Examples of Blue Light
Understanding where blue light comes from can help you understand what devices you should avoid late at night. The sun emits blue light, which we need during the day. However, many of the devices we use also emit blue light, which can cause problems at night. Here are some of the devices that emit blue light:
- Smartphones and tablets - These devices put out more blue light than any other. However, most of these devices come with a ‘night mode,’ which gives your screen an orange tint with longer wavelength light
- Laptops and computer monitors - Think of these devices as larger smartphones and tablets. They send out the same type of light. Just like with smartphones and tablets, these devices may have a night mode
- Fluorescent and LED Light Bulbs - These use less electricity than traditional incandescent light bulbs, but they emit more blue light. Some of these bulbs are coated to put out warmer light
- LED televisions - Most flat-screen televisions are backlit with LED lighting.
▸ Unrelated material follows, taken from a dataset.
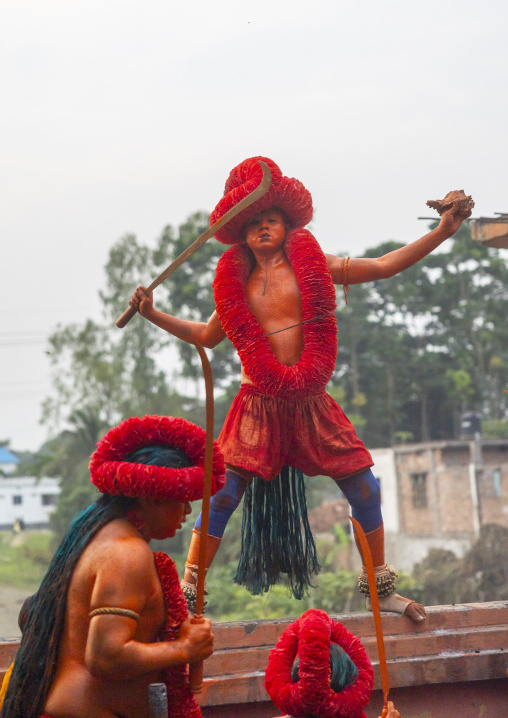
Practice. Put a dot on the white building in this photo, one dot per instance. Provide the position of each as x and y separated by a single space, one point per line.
27 500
Newer TVs may have an internal blue-light filter that you can switch on
- E-readers - Digital readers are great devices, but they can make it difficult to fall asleep. Some e-readers have a setting to reduce blue light
- Handheld gaming systems - Just like other digital screens, handheld gaming systems emit blue light. Experts suggest limiting your children’s exposure to blue light before bed, as their eyes can filter blue light as well as adults
How To Manage Blue Light
Now that we have a better understanding of what devices emit blue light, it’s important to better understand how we can limit our exposure to blue light. Here are some of the ways you can manage the blue light signals you receive late at night:
- Cut down on screen time - The easiest way to manage blue light is by taking regular breaks from computer or TV screens. Every 20 minutes, you should look away from your screen and focus on an object 20 feet away. Do this for at least 20 seconds
- Take a break from blue light at night - Screen breaks are very important in the evening. Try to power down your device at least three hours before you go to bed. This will help stop blue light from affecting your body’s release of the sleep hormone melatonin
- Get new glasses - Blue light glasses have grown in popularity lately, as these glasses come with special lenses that can lower exposure. The yellow-tinted lenses increase the contrast of your screen, filtering blue light and easing digital eye strain. More research is needed, but many believe these glasses do a good job blocking nocturnal blue light
- Add a filter to your screen - In today’s day and age, most devices that emit blue light have filter options to limit the amount of blue light they emit. These settings lower the brightness of your screen. These settings can ease eye strain
- Supplements - One small study found that taking supplements with lutein and zeaxanthin for 6 months eased eyestrain, poor sleep quality, and headaches from excessive screen time. You should always speak with your healthcare provider before starting a supplement regimen
If you are having a difficult time sleeping at night, you should try some of the methods listed above.
With our reliance on technology only growing by the day, it’s next to impossible to avoid devices that emit blue light. This artificial light can lead to sleep issues and other health issues. Limiting our exposure to these lights and avoiding devices that emit blue light can help us fall asleep at night and, more importantly, stay asleep.